Modular Housing: A Faster, More Affordable Way to Build

By James Nelson
PRINCIPAL, HEAD OF TRI-STATE INVESTMENT SALES
Avison Young

BERWICK, PENNSYLVANIA – This past month my team traveled two and half hours west to visit the DeLuxe-Built modular housing factory where I interviewed the owner, Jacob Frydman. Previously, this quarter-mile assembly line manufactured Stuart Tanks for World War II, but today it assembles buildings and delivers them all across the U.S. At this factory entire buildings are built in one place, shipped to a construction site and then assembled. A factory assembly line allows individual parts to

JAMES NELSON

be built faster and at a lower cost than traditional construction.

Over the past 50 years, productivity in construction has fallen significantly with a loss of 19 percent, while all other non-farm production has increased by 153 percent during the same period. Frydman has what he believes is an innovative solution. He is one of over 100 modular factories but one of the few that uses steels which allows them to construct far more advanced projects. He has shown how they can deliver projects 50 percent sooner at more than a 20 percent savings in cost.

While there, we stood in front of an assembly line that was constructing pieces of what would ultimately become a county jail. We found out that modular construction can do far more advanced projects. It is no longer not just wood frame, box construction. With the use of steel, some modular buildings now rise many stories. For example, the Stack in Harlem was assembled from 56 different pieces in just 19 days. This was the first New York City project before Atlantic Yard’s B2 mass project. In addition to residential construction, modular is used for dorms, hotels, restaurants, retail and single-family structures. These buildings come delivered turn-key, meaning for hotels they come with sheets on the bed and towels on the rack!

“As you can see, there’s no rain in here, and there’s no snow and there’s no mud, and what we’re doing is we’ve taken building off of the job site and put it into a controlled environment,” said Frydman. He also does not have to wait for trades to coordinate at the job site, as they are all under one roof at his factory.

Deluxe-Built is unique in the industry because it is what Frydman calls a “design-built” firm. They have on-staff architects, engineers and drafts people, and they work with a high-quality architecture firm, such as alums from Robert A. M. Stern’s firm to places like Zaha Hadid’s firm. “What we are designing is state of the art,” he says. “As the world realizes there’s no labor available to build, that the cost of construction is increasing drastically, that you can literally efficiently build it in half the time at lower cost at an indoor site where you can mechanize much of the process.
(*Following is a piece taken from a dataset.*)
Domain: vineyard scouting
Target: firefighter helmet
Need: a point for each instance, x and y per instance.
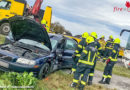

That is what makes us a unique and better competitor.”

Modular construction represents about three percent of U.S. construction last year according to Frydman, and is projected to hit 10 percent of U.S. construction in the next five years. “What we’re seeing is a high-quality modular product based on three-dimensional technology,” he said. “It gives us the ability of doing a very high quality, high-end, structurally sound building, [but] it’s taking technology this long to get there.”

On the other side of the country, San Francisco Mayor London Breed announced earlier this month that the city has committed to buying $100 million worth of modular housing to combat its dual housing shortage and affordability crisis. San Francisco is not alone. To ease a homelessness crisis, Vancouver has built six modular facilities, creating hundreds of homes, and has at least five more being built in the next few years. Cities with even worse homelessness crises in the United States, such as Seattle and Detroit, are considering multi-unit modular facilities as an alternative to more costly shelters.

Amazon is also capitalizing on modular housing as an opportunity to promote new voice and smart home technology. The Seattle-based company fundraised $6.7 million to invest in Plant Prefab, a California-based modular home company, with the goal of incorporating the Amazon Alexa system everywhere in multifamily homes.

This is certainly an option that developers should consider moving forward.